= John Deane Potter =

John Deane Potter, born in Anglesey in Wales in October 1912, brought up in Liverpool, became a Fleet Street journalist, columnist and popular writer in the 1950s and 1960s. He died in Sidmouth on 19 March 1981, aged 68.

==Life and times==
John Deane Potter was one of Fleet Street's most prodigious reporters in the post-war years, covering many of the major events including the trial of the Moors murders Myra Hindley and Ian Brady in 1966. He served in Burma and India during the Second World War as a newspaper correspondent.
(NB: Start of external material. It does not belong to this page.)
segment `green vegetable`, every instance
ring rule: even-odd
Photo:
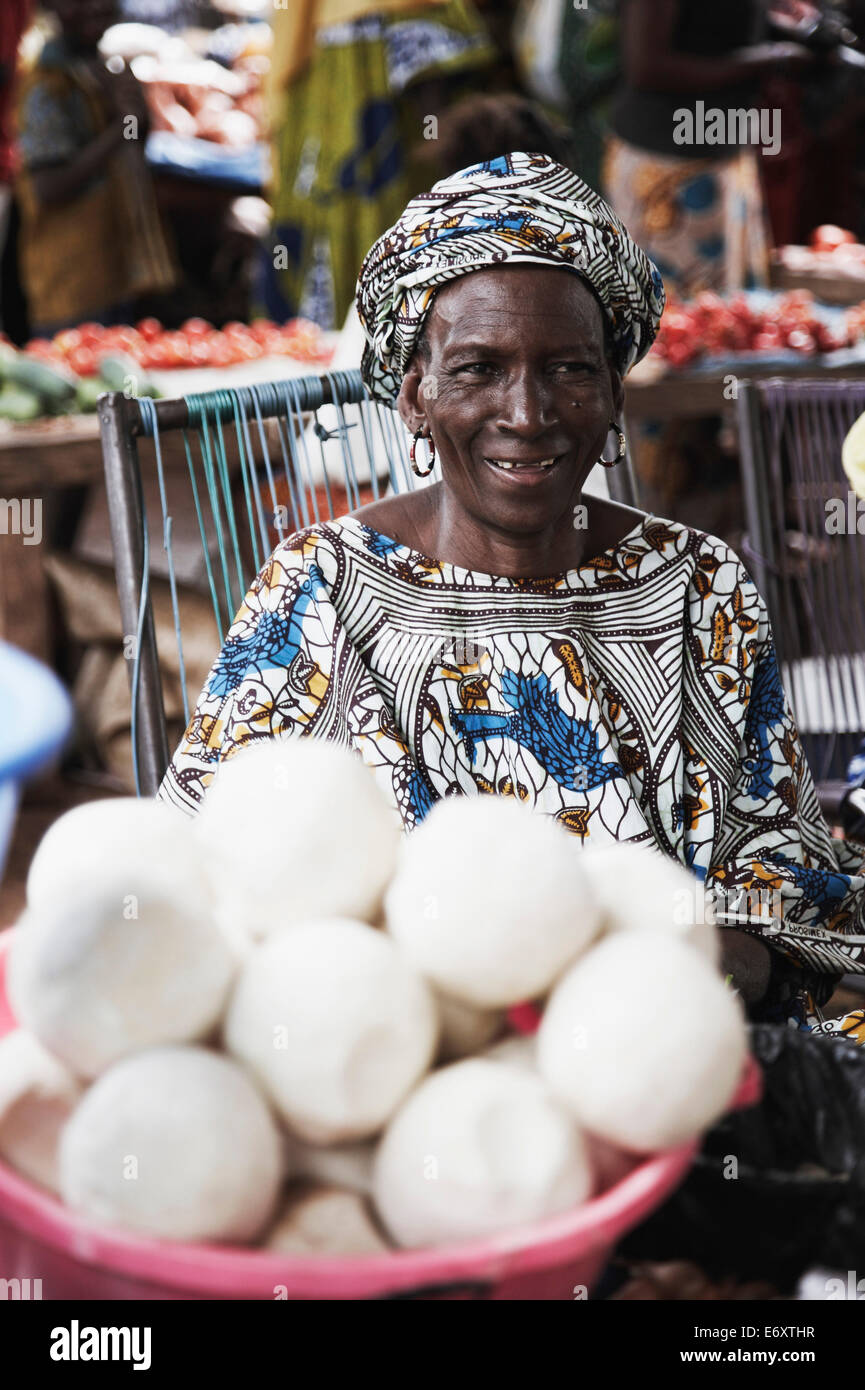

He was one of the first Western journalists to report from Hiroshima after the Atomic bomb was dropped on Japan in 1945, which is featured in his 1951 memoir, No Time for Breakfast.
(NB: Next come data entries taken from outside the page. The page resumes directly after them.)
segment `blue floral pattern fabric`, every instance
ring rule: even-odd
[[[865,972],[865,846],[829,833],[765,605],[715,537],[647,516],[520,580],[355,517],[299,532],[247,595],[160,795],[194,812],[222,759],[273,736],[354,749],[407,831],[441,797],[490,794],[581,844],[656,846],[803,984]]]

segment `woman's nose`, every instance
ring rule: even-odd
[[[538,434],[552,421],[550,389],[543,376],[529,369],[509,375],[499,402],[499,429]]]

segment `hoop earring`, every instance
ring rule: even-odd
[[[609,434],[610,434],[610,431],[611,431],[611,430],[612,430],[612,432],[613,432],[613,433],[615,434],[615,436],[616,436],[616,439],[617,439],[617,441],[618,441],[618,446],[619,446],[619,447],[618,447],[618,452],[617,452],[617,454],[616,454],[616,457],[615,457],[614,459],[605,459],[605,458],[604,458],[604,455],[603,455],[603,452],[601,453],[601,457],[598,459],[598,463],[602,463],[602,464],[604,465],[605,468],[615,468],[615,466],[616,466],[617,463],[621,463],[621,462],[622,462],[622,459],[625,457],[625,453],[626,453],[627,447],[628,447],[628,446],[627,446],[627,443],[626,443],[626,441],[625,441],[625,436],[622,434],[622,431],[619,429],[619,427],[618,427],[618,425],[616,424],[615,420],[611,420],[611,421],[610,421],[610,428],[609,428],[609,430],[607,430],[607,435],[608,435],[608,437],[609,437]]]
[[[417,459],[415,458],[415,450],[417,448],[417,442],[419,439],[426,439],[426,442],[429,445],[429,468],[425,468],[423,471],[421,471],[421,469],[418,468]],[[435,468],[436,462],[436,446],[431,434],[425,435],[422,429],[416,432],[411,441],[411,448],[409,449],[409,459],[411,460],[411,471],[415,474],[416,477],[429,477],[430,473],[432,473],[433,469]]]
He was a foreign correspondent for the Daily Express in London when the newspaper was the biggest selling newspaper in the UK. Potter's non-fictional accounts of events were among the popular books of their time. His biography on Isoroku Yamamoto, the Japanese admiral and mastermind of Pearl Harbor in December 1941, was one of the earliest contemporary publications. Potter's most successful books was "Admiral of the Pacific", first published in Britain. 13 editions were published between 1965 and 1972, while Fiasco, had 23 editions between 1970 and 1974, in English and German. According to Worldcat, Potter published 37 works in 121 publications in five languages.

He lived in Chelsea, London, and was twice married. His first wife, Eugenie Lee, a fellow journalist, appeared in several movies in Britain in the 1930s. She moved to the United States in 1940. Their daughter, Fenella, was born in the United States. His second wife was Eve Chapman, the fashion editor of the Daily Mirror and later agony aunt of the News of the World. His great-grandfather was William Abdullah Quilliam, who created England's first mosque and is an inspiration for the think-tank the Quilliam Foundation and the Abdullah Quilliam Society. He had four children, his eldest son, Seamus Potter, became chief sub-editor of the Evening Standard.

==Published works==
- No Time for Breakfast: Memoir (1951),
- The Crocodile Trembles (Corgi Books, 1958),
- The Fatal Gallows Tree: An Account of the British Habit of Hanging (Elek Books, London, 1965),
- Admiral of the Pacific: The Life of Yamamoto (1965),
- A Soldier Must Hang: the biography of an Oriental General.
- The Monsters of the Moors: the full account of the Brady-Hindley case. (1966),
- Yamamoto: The Man Who Menaced America. (Viking Hardback), then (Paperback Library),
- The Art of Hanging (1969),
- Fiasco: The Break-out of the German Battleships (Heinemann, 1970) (Stein and Day, 1971). Paperback version was renamed Breakout: The Ultra-Secret Plan that Led to the Greatest Sea and Air Battle of All Time (Bantam War Book),
- Scotland Yard (1972),
- When the Guns of Navarone pointed at Britain (Extract from TVTimes book, 1976).